The oboe quartet was written just after I finished my degree at Oxford. Victor Swillens, who had played my Soliloquy for solo oboe, commissioned the Variations for his Hilversum oboe quartet. It became a lucky work for me, winning the Cobbett prize at the RCM and then the 1971 BBC Composers’ competition; it was subsequently taken up and recorded by Janet Craxton.
The piece is a double variation set, with nine variations in all, but they play without a break. Continuous variation is the idea at the heart of the work. Although the opening oboe theme is a twelve note row, this is not a strictly serial work; rather, exploring aspects of serial technique informed the harmony and the melodic development. The four players have independent characters; the oboe is pre-eminent, but the viola also emerges as an important voice. There is a good deal of rhythmic independence, and using independent tempi allowed the variations to elide.
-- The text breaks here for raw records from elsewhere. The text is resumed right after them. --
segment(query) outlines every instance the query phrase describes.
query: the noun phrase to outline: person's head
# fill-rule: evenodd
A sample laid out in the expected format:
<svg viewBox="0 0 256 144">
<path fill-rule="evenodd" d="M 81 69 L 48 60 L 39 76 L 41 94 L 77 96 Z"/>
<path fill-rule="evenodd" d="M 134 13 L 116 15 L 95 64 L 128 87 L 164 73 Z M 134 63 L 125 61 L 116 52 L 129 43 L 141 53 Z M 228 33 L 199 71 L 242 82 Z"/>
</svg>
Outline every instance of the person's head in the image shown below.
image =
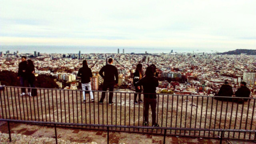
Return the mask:
<svg viewBox="0 0 256 144">
<path fill-rule="evenodd" d="M 113 59 L 112 59 L 112 58 L 108 59 L 108 63 L 109 63 L 109 64 L 113 63 Z"/>
<path fill-rule="evenodd" d="M 246 86 L 246 83 L 245 83 L 245 82 L 241 82 L 241 86 Z"/>
<path fill-rule="evenodd" d="M 83 67 L 88 67 L 88 64 L 87 63 L 87 61 L 86 60 L 83 61 Z"/>
<path fill-rule="evenodd" d="M 140 63 L 138 64 L 137 66 L 136 66 L 136 70 L 141 73 L 142 71 L 142 65 Z"/>
<path fill-rule="evenodd" d="M 34 66 L 33 61 L 31 60 L 28 60 L 27 62 L 28 66 Z"/>
<path fill-rule="evenodd" d="M 21 57 L 21 61 L 25 61 L 27 59 L 27 57 L 25 56 L 22 56 Z"/>
<path fill-rule="evenodd" d="M 145 75 L 146 76 L 153 75 L 153 73 L 152 73 L 152 67 L 149 66 L 146 69 Z"/>
</svg>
After the first three variations, string glissandi create a transition to an oboe solo – the fourth variation, but also a second theme. In the senza misura variation that follows, all the instruments comment on this new theme in their own time. In the subsequent variations, both themes are varied: the opening is reprised while the oboe has a cadenza. The climax that is reached dissolves into the final variation, Lento e tranquillo. Its valedictory quality leads naturally to a coda that echoes the cadence of the original theme.